Gravy on your mashed potatoes? So passé. This year, why don't you try them with a nice big serving of guilt and insecurity?
This is apparently what Lynn Gill is suggesting. On Nov. 14, she ran a column in the Daily Egyptian, as a representative of the Wellness Center, offering advice for restricting your eating and staving off weight gain during the holidays. It seemed a little unsettling to me and has been bugging me since. For health advice from a dietitian, it seemed to me a bit lackluster and irresponsible.
When I look at a map of obesity and diabetes prevalence rates in this country, I'm as shocked and concerned as the most involved epidemiologist. But each month, when my issue of Runner's World comes in the mail and I'm assaulted with a plethora of weight loss tips and recipes in what is ostensibly a magazine about health and athletics, I'm reminded of a much more subtle, pervasive and pernicious health problem in our society.
For all the science and research that we have at our fingertips these days, it is an utter tragedy that our society is still mired desperately in this notion that thin means healthy and healthy means thin. You see it ad nauseam, and yet to so many, it's hardly noticeable.

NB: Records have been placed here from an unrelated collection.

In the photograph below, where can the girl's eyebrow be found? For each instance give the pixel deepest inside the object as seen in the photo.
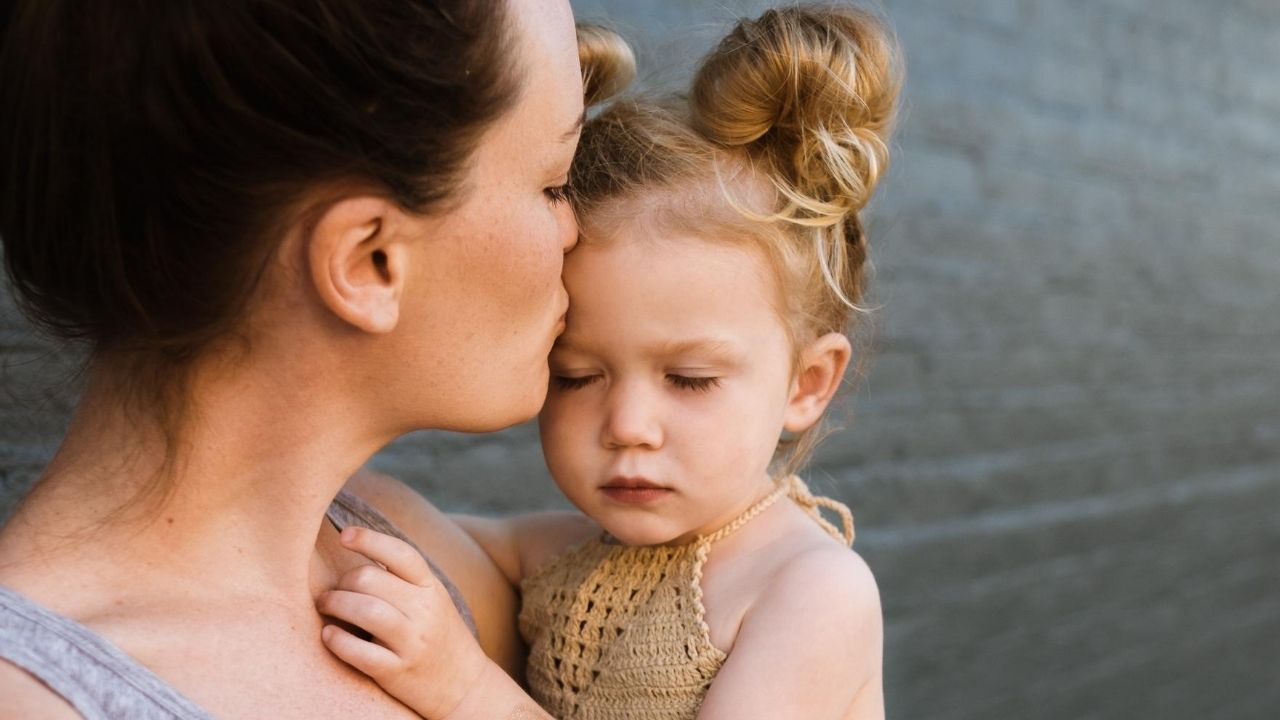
(574, 131)
(721, 349)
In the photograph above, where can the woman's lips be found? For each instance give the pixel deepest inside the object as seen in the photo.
(634, 491)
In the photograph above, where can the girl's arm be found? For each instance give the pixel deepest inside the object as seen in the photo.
(420, 651)
(809, 647)
(484, 586)
(522, 543)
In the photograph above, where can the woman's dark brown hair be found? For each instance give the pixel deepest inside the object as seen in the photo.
(151, 149)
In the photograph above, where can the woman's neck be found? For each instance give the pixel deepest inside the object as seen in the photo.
(236, 499)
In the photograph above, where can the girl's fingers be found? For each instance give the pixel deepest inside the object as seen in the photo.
(370, 659)
(373, 614)
(411, 600)
(393, 554)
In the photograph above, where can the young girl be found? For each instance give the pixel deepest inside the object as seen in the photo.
(721, 260)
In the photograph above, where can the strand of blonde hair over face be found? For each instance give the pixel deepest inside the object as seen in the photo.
(782, 141)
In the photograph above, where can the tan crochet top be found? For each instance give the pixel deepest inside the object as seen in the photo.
(620, 633)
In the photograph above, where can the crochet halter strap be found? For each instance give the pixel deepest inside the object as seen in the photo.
(798, 491)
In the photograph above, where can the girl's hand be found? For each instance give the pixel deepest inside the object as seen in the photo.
(423, 652)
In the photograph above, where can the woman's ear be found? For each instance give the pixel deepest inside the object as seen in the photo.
(822, 368)
(357, 261)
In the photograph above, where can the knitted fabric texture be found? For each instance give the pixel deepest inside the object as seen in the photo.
(620, 633)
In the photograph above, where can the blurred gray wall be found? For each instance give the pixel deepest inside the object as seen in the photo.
(1065, 463)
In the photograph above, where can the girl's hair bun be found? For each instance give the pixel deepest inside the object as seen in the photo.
(810, 94)
(608, 63)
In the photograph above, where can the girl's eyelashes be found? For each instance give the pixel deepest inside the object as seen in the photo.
(557, 194)
(694, 383)
(563, 382)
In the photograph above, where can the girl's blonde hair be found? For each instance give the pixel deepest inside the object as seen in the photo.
(781, 142)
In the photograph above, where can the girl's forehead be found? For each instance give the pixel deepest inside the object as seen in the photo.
(658, 290)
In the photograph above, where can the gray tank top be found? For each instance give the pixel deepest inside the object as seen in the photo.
(100, 680)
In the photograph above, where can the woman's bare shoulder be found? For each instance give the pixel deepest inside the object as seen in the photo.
(484, 586)
(27, 697)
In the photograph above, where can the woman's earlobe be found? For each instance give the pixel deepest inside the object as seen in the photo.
(356, 261)
(818, 378)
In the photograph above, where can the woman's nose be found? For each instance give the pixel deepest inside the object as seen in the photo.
(631, 419)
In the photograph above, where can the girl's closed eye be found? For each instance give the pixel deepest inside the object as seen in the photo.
(557, 194)
(571, 382)
(693, 382)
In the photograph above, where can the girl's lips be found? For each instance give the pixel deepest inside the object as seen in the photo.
(635, 491)
(635, 495)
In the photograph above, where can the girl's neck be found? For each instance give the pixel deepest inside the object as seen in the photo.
(236, 501)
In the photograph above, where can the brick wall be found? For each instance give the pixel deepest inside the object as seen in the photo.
(1066, 455)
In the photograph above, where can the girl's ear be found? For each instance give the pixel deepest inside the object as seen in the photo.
(822, 368)
(357, 261)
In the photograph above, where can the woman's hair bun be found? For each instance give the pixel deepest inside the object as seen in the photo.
(608, 63)
(812, 94)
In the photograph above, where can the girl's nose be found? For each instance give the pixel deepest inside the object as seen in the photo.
(631, 419)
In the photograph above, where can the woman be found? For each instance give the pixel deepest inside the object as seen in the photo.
(289, 232)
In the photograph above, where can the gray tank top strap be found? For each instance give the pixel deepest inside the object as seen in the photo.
(350, 510)
(95, 677)
(104, 683)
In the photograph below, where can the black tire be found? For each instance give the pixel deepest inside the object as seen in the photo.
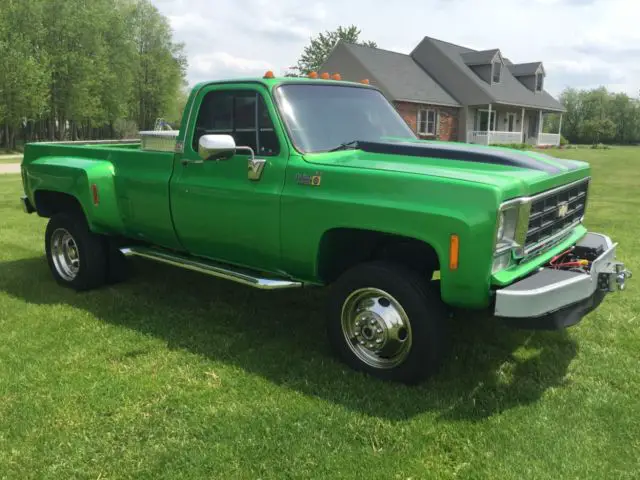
(89, 248)
(421, 303)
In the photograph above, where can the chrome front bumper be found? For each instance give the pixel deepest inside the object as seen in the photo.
(562, 296)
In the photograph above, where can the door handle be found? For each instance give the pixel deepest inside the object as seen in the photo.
(256, 167)
(186, 162)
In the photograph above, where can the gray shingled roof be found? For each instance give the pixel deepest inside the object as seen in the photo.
(479, 58)
(401, 76)
(521, 69)
(475, 91)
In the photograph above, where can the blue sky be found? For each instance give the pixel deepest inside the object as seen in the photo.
(583, 43)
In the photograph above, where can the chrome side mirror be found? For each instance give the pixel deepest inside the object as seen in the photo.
(216, 147)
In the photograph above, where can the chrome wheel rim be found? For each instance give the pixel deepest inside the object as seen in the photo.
(65, 254)
(376, 328)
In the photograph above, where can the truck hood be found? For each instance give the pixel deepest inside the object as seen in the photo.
(515, 173)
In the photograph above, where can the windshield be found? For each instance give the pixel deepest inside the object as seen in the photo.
(324, 117)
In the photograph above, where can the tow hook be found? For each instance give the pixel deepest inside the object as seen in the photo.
(621, 275)
(614, 278)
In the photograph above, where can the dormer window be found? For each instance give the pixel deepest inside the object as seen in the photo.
(497, 72)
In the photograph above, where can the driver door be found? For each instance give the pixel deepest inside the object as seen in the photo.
(220, 212)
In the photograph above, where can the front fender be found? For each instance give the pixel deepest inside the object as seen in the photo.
(76, 176)
(419, 207)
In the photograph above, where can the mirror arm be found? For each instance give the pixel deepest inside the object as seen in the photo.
(250, 150)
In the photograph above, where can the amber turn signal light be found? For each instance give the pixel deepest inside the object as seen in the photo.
(454, 251)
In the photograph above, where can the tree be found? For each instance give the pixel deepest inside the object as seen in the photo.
(599, 130)
(74, 69)
(316, 53)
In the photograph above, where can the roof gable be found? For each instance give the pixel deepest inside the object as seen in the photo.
(443, 59)
(395, 73)
(483, 57)
(523, 69)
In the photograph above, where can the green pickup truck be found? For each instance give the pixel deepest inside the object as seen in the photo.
(287, 182)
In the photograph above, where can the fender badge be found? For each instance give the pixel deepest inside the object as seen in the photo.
(311, 180)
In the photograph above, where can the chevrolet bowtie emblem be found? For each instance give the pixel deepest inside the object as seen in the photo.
(563, 209)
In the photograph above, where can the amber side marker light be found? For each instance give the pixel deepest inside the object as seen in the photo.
(94, 194)
(454, 250)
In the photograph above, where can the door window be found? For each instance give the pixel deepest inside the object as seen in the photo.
(242, 114)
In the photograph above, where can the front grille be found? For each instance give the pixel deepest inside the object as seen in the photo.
(555, 211)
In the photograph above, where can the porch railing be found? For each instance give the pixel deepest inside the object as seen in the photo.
(485, 138)
(549, 139)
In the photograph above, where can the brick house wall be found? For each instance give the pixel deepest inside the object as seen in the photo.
(447, 119)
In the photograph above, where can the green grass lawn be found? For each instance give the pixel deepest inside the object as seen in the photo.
(179, 375)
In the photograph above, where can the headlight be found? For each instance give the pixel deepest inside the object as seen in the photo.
(511, 231)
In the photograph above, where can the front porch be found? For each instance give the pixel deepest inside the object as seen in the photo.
(503, 125)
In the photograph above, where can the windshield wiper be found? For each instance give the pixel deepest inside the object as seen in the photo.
(345, 146)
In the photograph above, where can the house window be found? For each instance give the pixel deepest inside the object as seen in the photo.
(482, 120)
(497, 72)
(427, 122)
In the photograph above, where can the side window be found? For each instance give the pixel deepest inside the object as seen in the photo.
(268, 144)
(242, 114)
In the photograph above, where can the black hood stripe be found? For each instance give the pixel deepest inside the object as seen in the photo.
(463, 153)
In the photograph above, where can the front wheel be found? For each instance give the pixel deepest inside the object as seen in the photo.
(386, 320)
(76, 256)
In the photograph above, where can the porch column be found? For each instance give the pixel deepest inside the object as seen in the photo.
(489, 125)
(560, 126)
(539, 128)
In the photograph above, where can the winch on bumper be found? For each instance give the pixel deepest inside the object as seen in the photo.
(554, 298)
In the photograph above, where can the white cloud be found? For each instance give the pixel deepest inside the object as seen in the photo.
(212, 63)
(583, 43)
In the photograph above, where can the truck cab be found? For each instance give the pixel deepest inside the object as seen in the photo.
(292, 182)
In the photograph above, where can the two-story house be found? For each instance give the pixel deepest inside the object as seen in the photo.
(448, 92)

While Gill's column was, I'm sure, written with nothing but the best intentions, the entire thing was based around the concern that most people gain "at least 1 pound each season." Really? One pound? That's it? Though I'm no licensed dietitian, as Gill is, I could easily think up a veritable laundry list of health concerns that are as important, if not more important, than gaining a few pounds over Christmas. Several of these health concerns are a direct consequence of a culture which maintains, and reminds us around every corner, that to be thin is the ideal standard in our society, that losing weight is equivalent to gaining health and that eating is bad for you.

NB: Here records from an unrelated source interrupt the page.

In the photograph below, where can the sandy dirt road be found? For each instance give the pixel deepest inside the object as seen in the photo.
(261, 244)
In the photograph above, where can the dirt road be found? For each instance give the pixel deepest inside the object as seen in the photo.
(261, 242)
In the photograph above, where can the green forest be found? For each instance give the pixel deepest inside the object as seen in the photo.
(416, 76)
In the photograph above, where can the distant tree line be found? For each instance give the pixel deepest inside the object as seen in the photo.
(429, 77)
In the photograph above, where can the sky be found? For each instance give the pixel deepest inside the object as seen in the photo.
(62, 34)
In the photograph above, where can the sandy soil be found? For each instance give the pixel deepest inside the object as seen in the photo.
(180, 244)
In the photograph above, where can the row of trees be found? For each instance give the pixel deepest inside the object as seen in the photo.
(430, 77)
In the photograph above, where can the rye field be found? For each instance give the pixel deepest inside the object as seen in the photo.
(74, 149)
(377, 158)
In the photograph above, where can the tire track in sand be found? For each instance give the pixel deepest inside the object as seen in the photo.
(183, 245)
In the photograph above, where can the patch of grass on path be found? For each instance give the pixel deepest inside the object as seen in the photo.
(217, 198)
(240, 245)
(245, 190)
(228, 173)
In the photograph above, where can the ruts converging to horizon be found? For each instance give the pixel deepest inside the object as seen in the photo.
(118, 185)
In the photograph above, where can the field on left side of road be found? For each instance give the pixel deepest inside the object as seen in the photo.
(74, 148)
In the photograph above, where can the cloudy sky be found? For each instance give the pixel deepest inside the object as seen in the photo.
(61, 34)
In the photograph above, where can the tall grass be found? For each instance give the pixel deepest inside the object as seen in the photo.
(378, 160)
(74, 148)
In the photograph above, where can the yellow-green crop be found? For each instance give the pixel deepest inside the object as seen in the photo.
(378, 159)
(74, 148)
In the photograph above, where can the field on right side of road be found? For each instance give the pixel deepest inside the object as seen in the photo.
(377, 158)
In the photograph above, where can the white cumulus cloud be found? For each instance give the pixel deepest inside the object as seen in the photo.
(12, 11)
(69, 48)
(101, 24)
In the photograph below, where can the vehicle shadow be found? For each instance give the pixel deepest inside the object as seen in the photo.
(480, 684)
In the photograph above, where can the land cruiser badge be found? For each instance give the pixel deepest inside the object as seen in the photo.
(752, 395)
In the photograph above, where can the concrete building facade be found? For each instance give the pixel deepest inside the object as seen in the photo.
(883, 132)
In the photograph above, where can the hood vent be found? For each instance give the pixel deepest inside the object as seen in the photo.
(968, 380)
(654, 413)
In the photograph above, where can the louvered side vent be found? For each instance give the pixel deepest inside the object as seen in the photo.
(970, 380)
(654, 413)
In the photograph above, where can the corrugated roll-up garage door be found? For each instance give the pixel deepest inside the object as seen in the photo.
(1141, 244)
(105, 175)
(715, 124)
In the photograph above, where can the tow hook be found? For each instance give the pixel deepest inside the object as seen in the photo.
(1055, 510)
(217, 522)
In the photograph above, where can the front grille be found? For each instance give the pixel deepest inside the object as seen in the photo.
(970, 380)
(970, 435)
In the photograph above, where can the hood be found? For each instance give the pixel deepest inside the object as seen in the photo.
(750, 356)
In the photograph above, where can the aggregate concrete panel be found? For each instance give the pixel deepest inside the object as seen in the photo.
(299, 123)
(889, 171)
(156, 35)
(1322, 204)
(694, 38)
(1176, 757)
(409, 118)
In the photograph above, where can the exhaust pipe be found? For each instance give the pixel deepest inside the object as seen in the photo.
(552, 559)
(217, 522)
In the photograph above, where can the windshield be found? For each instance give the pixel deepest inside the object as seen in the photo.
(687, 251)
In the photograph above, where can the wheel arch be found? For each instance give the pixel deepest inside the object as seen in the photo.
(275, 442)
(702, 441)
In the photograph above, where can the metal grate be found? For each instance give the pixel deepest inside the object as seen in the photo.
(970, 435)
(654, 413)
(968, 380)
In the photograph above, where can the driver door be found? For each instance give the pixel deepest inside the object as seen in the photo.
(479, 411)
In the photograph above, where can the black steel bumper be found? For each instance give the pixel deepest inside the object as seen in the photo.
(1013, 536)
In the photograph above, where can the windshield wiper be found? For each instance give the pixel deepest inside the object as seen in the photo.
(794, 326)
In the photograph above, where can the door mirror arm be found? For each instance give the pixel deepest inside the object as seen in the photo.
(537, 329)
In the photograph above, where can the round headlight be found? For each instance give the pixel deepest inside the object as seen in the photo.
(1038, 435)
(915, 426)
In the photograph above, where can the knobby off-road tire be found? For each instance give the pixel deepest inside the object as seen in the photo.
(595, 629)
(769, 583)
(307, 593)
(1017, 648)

Not only was Gill's column a tragically non-holistic approach to health advice, it serves to perpetuate this aspect of our culture. And I don't know about you, but when I grow up I would much rather my son or daughter be one standard deviation above the "normal" weight than to be perpetually paranoid and self-conscious or suffer from bulimia or any other eating disorder. These very real threats are infinitely worse than the idea of gaining 1 or 2 pounds over the holidays.

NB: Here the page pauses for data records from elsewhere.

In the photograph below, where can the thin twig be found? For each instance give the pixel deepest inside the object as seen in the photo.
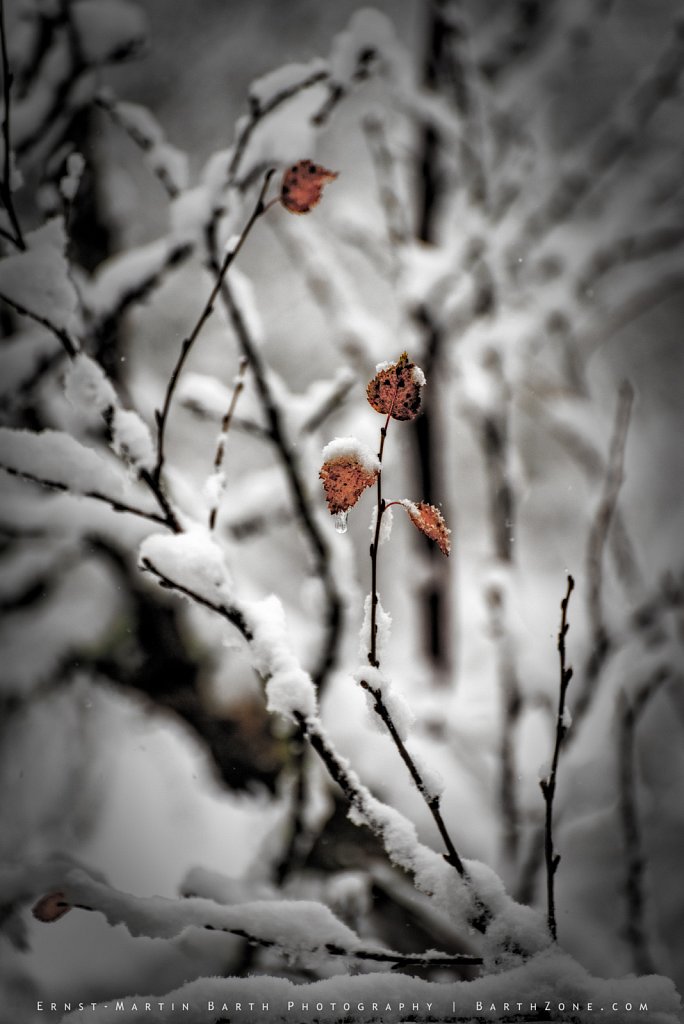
(225, 426)
(380, 708)
(432, 802)
(288, 457)
(380, 510)
(6, 183)
(112, 502)
(230, 255)
(70, 344)
(548, 784)
(630, 713)
(138, 137)
(230, 613)
(601, 641)
(513, 704)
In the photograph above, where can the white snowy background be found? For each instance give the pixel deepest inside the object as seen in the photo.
(509, 211)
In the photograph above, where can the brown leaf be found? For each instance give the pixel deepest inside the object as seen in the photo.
(344, 479)
(395, 390)
(431, 522)
(51, 907)
(302, 185)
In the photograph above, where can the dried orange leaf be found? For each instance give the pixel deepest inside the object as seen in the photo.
(395, 389)
(51, 907)
(348, 469)
(431, 522)
(302, 185)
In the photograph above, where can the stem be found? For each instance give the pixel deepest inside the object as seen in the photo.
(373, 654)
(630, 715)
(432, 802)
(5, 185)
(380, 707)
(549, 784)
(225, 426)
(230, 255)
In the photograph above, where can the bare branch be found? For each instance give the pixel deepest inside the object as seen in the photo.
(114, 503)
(111, 107)
(630, 712)
(225, 426)
(512, 700)
(6, 182)
(548, 784)
(163, 415)
(69, 343)
(601, 642)
(287, 455)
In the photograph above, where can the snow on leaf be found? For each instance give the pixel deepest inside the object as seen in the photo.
(430, 521)
(348, 469)
(51, 907)
(302, 185)
(395, 389)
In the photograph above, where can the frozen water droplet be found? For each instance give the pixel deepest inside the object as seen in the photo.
(341, 521)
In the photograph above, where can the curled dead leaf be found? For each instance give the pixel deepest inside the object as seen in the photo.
(51, 907)
(344, 479)
(395, 389)
(430, 521)
(302, 185)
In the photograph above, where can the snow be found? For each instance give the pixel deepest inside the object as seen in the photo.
(351, 448)
(245, 299)
(378, 996)
(368, 29)
(38, 280)
(418, 376)
(284, 79)
(191, 559)
(70, 182)
(123, 274)
(433, 782)
(131, 439)
(87, 387)
(23, 354)
(289, 688)
(397, 707)
(56, 457)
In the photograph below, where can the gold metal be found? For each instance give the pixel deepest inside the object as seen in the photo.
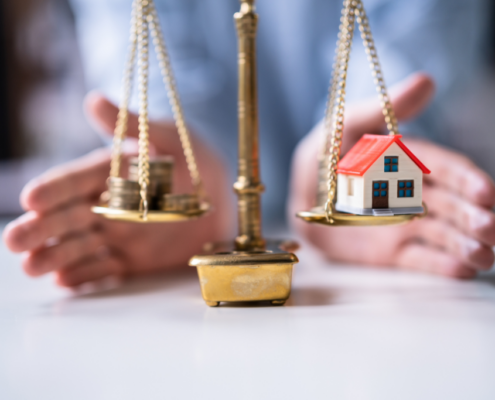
(328, 160)
(318, 215)
(230, 276)
(152, 216)
(250, 269)
(143, 22)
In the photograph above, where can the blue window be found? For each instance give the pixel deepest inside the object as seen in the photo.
(391, 164)
(405, 189)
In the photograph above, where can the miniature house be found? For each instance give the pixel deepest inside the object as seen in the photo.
(380, 176)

My suggestion to readers is this: enjoy yourself. Eat, drink and be merry. It's the holidays. Just try to get some salad in the mix, and don't sit on your butt all day.
My suggestion to Lynn Gill: Your focus should be on health and wellness. This includes far, far more than weight loss and certainly should not invoke a "thin equals healthy" mentality. In the end, this mentality promotes neither health nor wellness and too often detracts from both.
Packard is a junior studying anthropology and biology.